Discours du « Double Dix ». Espoirs et ambiguïtés du rapprochement avec la Chine

Le 10 octobre, le Président Ma Ying Jeou a marqué le « Double Dix », fête nationale taïwanaise, par un discours à trois volets, qui, après un bref rappel historique de l’échec des attaques chinoises contre les îles du Détroit, a mis l’accent sur les réformes internes, les relations internationales de l’Ile, et le rapprochement avec la Chine.

A l’intérieur, insistant à plusieurs reprises sur l’amélioration de la situation économique (chômage contrôlé à 5%, création d’emplois et reprise de la croissance, estimée à plus de 8 % pour 2010), il a, comme à l’habitude, rappelé l’exception du « double miracle taïwanais d’une société à la fois prospère et démocratique, modèle pour le Monde chinois ». Une allusion récurrente à la différence des systèmes politiques de part et d’autre du Détroit.

Evoquant les cafouillages des secours lors du cyclone Morakot, il a confirmé les efforts pour la prévention des catastrophes et pour une meilleure réaction aux sinistres des pouvoirs publics et de l’armée. De longs développements ont été consacrés aux questions sociales, promettant de réduire les écarts de développement et d’aider les plus défavorisés, y compris pour la scolarité de leurs enfants, dont la durée obligatoire serait portée à 12 ans. Une commission des droits de l’homme sera créée et placée sous l’égide de la présidence. Elle aura cependant le défaut de n’être pas indépendante du pouvoir politique.

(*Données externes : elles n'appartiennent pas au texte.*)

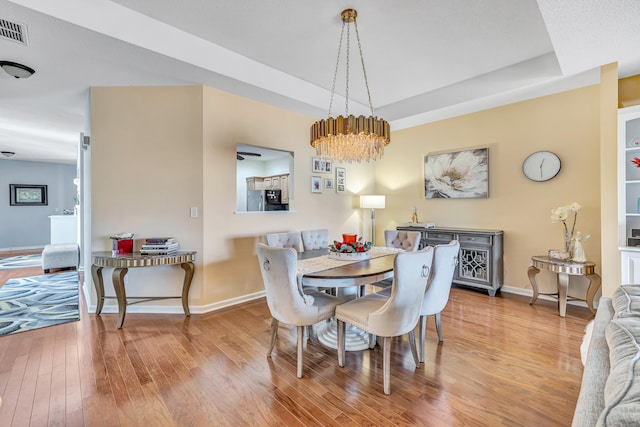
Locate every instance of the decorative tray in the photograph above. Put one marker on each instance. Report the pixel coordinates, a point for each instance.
(349, 256)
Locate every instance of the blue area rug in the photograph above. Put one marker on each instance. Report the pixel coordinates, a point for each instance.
(39, 301)
(22, 261)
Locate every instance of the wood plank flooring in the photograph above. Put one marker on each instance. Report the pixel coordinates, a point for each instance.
(502, 363)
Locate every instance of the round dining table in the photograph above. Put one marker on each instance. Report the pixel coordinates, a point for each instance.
(344, 276)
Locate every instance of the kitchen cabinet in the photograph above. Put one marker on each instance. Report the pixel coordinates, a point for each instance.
(480, 260)
(255, 183)
(284, 186)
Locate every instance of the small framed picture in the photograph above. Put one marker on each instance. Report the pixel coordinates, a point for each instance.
(328, 183)
(321, 166)
(341, 180)
(316, 165)
(316, 184)
(327, 166)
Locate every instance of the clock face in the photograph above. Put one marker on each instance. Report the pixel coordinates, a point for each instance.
(541, 166)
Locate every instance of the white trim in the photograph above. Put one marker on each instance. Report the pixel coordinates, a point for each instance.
(529, 293)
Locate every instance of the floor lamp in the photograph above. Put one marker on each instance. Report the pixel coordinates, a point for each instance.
(372, 202)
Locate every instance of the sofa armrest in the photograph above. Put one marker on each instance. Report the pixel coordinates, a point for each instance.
(591, 398)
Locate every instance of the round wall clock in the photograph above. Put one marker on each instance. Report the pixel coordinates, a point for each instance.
(541, 166)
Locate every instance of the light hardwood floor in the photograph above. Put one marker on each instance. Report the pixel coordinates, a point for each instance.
(502, 362)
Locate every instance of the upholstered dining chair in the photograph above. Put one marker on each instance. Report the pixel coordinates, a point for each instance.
(407, 240)
(393, 316)
(315, 239)
(445, 260)
(285, 240)
(286, 301)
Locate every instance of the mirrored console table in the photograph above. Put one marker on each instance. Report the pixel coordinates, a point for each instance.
(480, 262)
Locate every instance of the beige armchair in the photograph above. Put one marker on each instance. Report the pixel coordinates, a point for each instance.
(445, 260)
(285, 240)
(393, 316)
(407, 240)
(287, 303)
(315, 239)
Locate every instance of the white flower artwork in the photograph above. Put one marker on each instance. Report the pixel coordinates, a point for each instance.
(457, 174)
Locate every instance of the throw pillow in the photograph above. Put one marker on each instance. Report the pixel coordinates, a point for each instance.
(626, 301)
(622, 390)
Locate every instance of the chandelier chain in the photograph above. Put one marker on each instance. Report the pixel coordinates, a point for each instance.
(346, 94)
(335, 73)
(364, 70)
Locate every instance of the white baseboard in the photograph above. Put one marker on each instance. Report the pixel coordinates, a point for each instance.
(22, 248)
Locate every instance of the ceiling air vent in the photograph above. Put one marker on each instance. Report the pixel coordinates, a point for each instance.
(13, 31)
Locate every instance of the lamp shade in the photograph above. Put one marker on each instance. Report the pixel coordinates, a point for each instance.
(372, 201)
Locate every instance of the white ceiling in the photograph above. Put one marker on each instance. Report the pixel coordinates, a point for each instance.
(425, 59)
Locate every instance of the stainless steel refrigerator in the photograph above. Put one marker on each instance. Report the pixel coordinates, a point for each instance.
(255, 200)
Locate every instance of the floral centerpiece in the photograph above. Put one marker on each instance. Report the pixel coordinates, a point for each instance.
(351, 247)
(562, 214)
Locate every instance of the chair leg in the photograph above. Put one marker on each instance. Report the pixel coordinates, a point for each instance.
(421, 337)
(372, 341)
(274, 335)
(341, 330)
(412, 344)
(386, 364)
(439, 327)
(300, 350)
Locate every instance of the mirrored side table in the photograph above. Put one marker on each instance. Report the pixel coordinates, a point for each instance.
(564, 269)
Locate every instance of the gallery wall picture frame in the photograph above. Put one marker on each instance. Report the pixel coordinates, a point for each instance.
(28, 195)
(341, 180)
(328, 183)
(321, 165)
(462, 174)
(316, 184)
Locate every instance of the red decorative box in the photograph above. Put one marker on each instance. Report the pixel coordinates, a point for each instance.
(122, 246)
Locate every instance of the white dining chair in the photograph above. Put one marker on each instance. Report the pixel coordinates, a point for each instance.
(407, 240)
(315, 239)
(287, 303)
(393, 316)
(285, 240)
(445, 260)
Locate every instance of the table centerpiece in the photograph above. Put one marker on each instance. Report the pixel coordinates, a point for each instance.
(352, 248)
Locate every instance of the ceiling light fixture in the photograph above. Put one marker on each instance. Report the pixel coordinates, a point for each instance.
(16, 70)
(348, 138)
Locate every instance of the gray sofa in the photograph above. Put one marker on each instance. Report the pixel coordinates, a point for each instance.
(610, 390)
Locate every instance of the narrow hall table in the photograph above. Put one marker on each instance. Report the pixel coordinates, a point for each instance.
(564, 269)
(121, 264)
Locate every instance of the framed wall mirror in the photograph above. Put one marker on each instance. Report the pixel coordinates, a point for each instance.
(264, 179)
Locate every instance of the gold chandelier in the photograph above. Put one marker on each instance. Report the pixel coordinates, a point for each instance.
(348, 138)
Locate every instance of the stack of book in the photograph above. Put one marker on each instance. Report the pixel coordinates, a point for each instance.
(160, 246)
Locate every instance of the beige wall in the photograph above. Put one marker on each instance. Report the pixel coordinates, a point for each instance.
(610, 262)
(146, 172)
(157, 151)
(566, 123)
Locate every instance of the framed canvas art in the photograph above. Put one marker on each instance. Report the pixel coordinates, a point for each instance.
(341, 180)
(457, 174)
(316, 184)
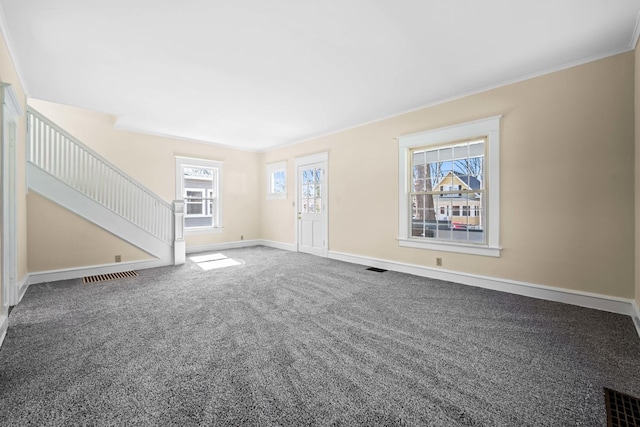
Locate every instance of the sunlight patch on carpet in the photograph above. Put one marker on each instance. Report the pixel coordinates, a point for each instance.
(213, 261)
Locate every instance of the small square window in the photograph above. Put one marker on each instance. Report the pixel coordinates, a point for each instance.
(277, 180)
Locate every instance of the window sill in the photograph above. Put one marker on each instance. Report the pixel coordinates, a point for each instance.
(462, 248)
(202, 230)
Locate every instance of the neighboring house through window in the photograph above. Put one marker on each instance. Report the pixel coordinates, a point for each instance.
(449, 188)
(198, 184)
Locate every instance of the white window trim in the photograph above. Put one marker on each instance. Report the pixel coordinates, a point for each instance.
(489, 127)
(275, 167)
(212, 164)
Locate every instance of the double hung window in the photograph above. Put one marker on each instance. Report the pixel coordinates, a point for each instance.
(198, 184)
(449, 189)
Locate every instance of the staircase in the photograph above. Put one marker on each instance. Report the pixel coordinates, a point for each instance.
(64, 170)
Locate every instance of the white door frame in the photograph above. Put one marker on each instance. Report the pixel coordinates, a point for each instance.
(308, 160)
(10, 112)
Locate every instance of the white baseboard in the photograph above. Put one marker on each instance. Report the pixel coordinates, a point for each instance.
(241, 244)
(78, 272)
(635, 316)
(4, 325)
(22, 287)
(279, 245)
(222, 246)
(579, 298)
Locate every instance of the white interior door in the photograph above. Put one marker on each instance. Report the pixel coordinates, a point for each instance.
(312, 216)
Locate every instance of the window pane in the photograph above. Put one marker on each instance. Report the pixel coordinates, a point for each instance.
(454, 177)
(199, 195)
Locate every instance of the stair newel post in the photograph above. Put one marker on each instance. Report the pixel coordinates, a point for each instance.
(179, 245)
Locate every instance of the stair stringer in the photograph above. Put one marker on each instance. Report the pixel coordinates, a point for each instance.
(66, 196)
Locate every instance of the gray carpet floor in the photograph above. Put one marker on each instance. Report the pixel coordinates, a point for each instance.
(291, 339)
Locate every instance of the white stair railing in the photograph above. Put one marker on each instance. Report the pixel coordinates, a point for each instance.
(63, 156)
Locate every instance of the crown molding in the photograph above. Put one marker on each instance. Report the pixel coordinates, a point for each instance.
(4, 30)
(636, 34)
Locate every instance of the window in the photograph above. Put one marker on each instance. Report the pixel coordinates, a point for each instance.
(449, 188)
(277, 180)
(198, 184)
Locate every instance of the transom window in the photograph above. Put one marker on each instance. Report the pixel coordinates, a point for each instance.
(198, 184)
(449, 188)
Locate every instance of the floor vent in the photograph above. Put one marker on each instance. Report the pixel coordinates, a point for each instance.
(109, 276)
(622, 410)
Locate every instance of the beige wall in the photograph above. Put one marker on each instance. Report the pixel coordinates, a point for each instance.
(71, 241)
(151, 160)
(9, 75)
(574, 127)
(637, 171)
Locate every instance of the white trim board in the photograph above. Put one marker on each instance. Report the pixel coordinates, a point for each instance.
(279, 245)
(79, 272)
(635, 316)
(241, 244)
(549, 293)
(23, 285)
(4, 325)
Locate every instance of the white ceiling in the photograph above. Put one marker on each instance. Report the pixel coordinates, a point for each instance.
(256, 74)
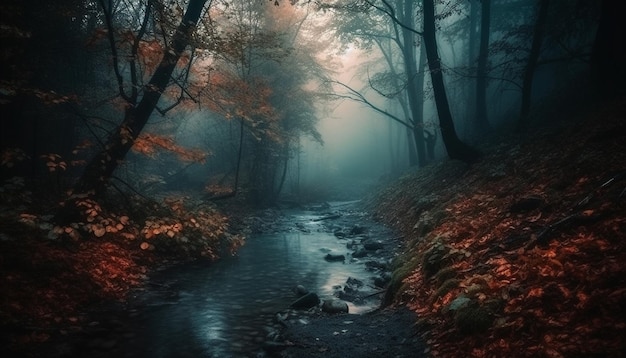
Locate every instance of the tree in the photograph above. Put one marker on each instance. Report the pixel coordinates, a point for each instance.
(481, 122)
(99, 169)
(455, 147)
(531, 62)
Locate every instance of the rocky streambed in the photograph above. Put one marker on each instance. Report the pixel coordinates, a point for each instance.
(308, 282)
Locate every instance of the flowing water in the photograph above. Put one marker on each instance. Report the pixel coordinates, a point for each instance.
(228, 308)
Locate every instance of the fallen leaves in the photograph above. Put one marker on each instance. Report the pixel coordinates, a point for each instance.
(565, 295)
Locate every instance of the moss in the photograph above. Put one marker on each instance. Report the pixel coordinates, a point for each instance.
(433, 259)
(403, 267)
(473, 319)
(445, 287)
(445, 274)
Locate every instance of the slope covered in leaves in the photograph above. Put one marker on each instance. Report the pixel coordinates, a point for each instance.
(524, 253)
(52, 277)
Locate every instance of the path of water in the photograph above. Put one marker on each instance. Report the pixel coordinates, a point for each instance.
(226, 309)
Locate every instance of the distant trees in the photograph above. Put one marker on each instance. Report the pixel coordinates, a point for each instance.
(244, 62)
(455, 147)
(404, 18)
(141, 99)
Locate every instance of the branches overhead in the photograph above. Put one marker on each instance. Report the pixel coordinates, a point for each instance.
(355, 95)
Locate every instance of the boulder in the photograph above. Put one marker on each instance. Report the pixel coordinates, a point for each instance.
(300, 290)
(305, 302)
(357, 230)
(333, 306)
(359, 253)
(334, 257)
(373, 245)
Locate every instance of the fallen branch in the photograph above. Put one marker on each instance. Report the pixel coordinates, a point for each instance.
(328, 217)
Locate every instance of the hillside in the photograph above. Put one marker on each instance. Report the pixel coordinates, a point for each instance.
(524, 253)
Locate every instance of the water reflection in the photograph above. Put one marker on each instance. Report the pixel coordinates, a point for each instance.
(226, 309)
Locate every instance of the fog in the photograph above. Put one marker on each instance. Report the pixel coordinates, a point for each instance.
(302, 101)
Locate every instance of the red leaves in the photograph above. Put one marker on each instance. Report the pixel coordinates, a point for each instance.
(560, 299)
(150, 144)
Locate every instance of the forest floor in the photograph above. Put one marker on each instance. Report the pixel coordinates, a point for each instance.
(520, 255)
(524, 253)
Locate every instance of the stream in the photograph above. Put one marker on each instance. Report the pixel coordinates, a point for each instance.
(229, 308)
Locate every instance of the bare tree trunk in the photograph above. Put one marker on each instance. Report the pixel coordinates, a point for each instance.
(481, 122)
(410, 67)
(455, 147)
(531, 64)
(101, 167)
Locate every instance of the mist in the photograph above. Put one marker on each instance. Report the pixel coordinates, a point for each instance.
(300, 101)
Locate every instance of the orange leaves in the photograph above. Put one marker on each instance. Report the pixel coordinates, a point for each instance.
(149, 144)
(150, 54)
(11, 156)
(54, 162)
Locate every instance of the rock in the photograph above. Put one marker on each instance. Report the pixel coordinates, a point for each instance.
(307, 301)
(354, 282)
(274, 347)
(526, 204)
(375, 265)
(333, 306)
(359, 253)
(334, 257)
(300, 290)
(382, 280)
(357, 230)
(373, 245)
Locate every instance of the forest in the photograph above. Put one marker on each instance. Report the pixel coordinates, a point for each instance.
(488, 136)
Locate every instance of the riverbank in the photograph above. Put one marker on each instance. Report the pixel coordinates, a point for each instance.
(520, 255)
(523, 253)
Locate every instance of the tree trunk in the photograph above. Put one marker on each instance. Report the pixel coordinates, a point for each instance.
(101, 167)
(410, 67)
(481, 122)
(531, 64)
(418, 131)
(455, 147)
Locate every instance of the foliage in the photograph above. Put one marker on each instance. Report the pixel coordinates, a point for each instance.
(504, 291)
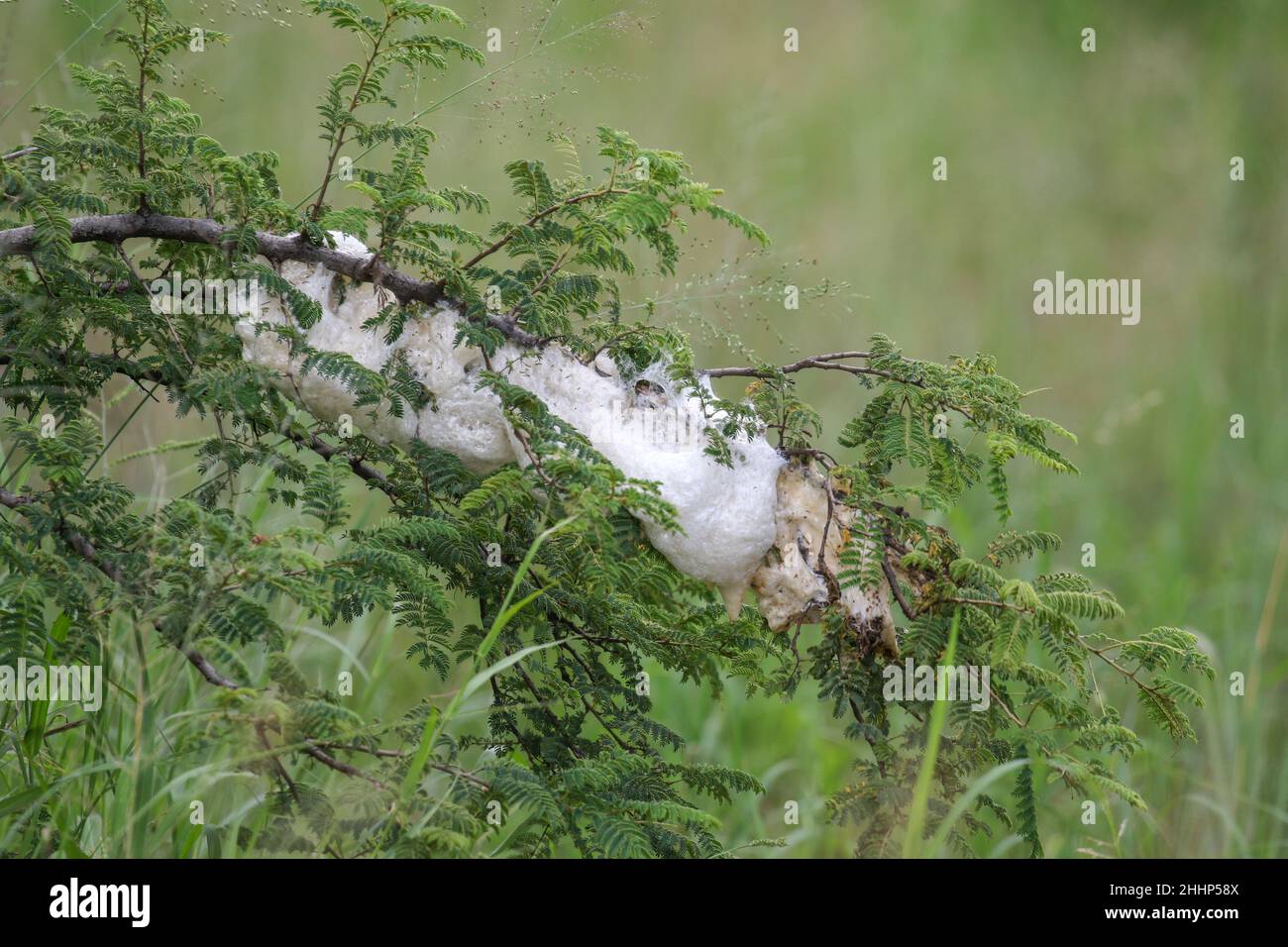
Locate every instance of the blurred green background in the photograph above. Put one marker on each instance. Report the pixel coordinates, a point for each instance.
(1107, 163)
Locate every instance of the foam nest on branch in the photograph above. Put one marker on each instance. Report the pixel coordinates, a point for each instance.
(756, 525)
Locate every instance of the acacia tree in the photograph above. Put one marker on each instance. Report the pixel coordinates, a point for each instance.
(576, 603)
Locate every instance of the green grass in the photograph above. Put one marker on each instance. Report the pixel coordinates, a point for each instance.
(1111, 163)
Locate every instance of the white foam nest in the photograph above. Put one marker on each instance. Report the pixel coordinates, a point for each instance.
(639, 423)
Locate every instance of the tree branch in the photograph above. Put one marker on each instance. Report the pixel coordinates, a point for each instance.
(114, 228)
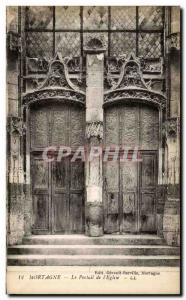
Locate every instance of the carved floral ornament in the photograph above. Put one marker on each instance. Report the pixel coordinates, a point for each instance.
(57, 86)
(171, 127)
(94, 129)
(16, 126)
(173, 41)
(132, 87)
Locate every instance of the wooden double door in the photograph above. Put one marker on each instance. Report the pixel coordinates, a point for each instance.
(58, 196)
(130, 195)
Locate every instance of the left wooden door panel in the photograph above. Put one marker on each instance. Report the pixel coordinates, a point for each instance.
(41, 195)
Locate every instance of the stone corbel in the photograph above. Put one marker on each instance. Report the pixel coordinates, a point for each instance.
(94, 129)
(16, 126)
(14, 43)
(171, 128)
(173, 41)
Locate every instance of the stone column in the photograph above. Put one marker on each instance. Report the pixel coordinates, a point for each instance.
(94, 137)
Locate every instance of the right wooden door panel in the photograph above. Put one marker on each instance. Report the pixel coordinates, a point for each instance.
(130, 195)
(148, 182)
(129, 179)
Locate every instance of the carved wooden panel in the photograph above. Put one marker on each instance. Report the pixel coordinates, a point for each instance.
(149, 128)
(148, 174)
(59, 126)
(39, 128)
(112, 126)
(76, 201)
(40, 174)
(148, 170)
(129, 176)
(77, 176)
(112, 216)
(68, 196)
(60, 206)
(60, 174)
(111, 195)
(138, 127)
(77, 127)
(129, 126)
(40, 191)
(41, 212)
(76, 213)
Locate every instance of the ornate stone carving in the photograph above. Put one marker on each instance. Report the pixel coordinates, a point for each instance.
(131, 74)
(13, 41)
(94, 129)
(131, 86)
(143, 96)
(16, 126)
(55, 94)
(95, 45)
(173, 41)
(152, 66)
(57, 85)
(171, 127)
(37, 65)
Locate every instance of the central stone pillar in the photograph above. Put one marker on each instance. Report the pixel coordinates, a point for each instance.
(94, 138)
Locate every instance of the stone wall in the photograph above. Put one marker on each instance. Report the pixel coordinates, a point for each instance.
(15, 176)
(171, 220)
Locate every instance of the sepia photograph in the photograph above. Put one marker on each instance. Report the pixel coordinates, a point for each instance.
(93, 149)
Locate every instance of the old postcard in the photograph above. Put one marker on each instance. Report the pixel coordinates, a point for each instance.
(93, 150)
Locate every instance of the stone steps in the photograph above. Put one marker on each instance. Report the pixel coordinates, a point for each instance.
(84, 240)
(94, 250)
(92, 260)
(111, 250)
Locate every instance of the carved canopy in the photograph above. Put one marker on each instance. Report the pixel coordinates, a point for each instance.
(57, 86)
(131, 86)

Les autres chantiers intérieurs renvoyaient à la protection de l’environnement - allusion à de récentes affaires mettant en cause des organismes privés et publics - et à l’éradication de la corruption des juges. Une tâche à laquelle la nouvelle équipe, récemment nommée au Yuan judiciaire, au Ministère et au Parquet, allait devoir s’attaquer. La promesse était affirmée avec emphase par Ma qui rappelait que son « administration s’était engagée à ne pas céder à la corruption et à lutter contre la criminalité ».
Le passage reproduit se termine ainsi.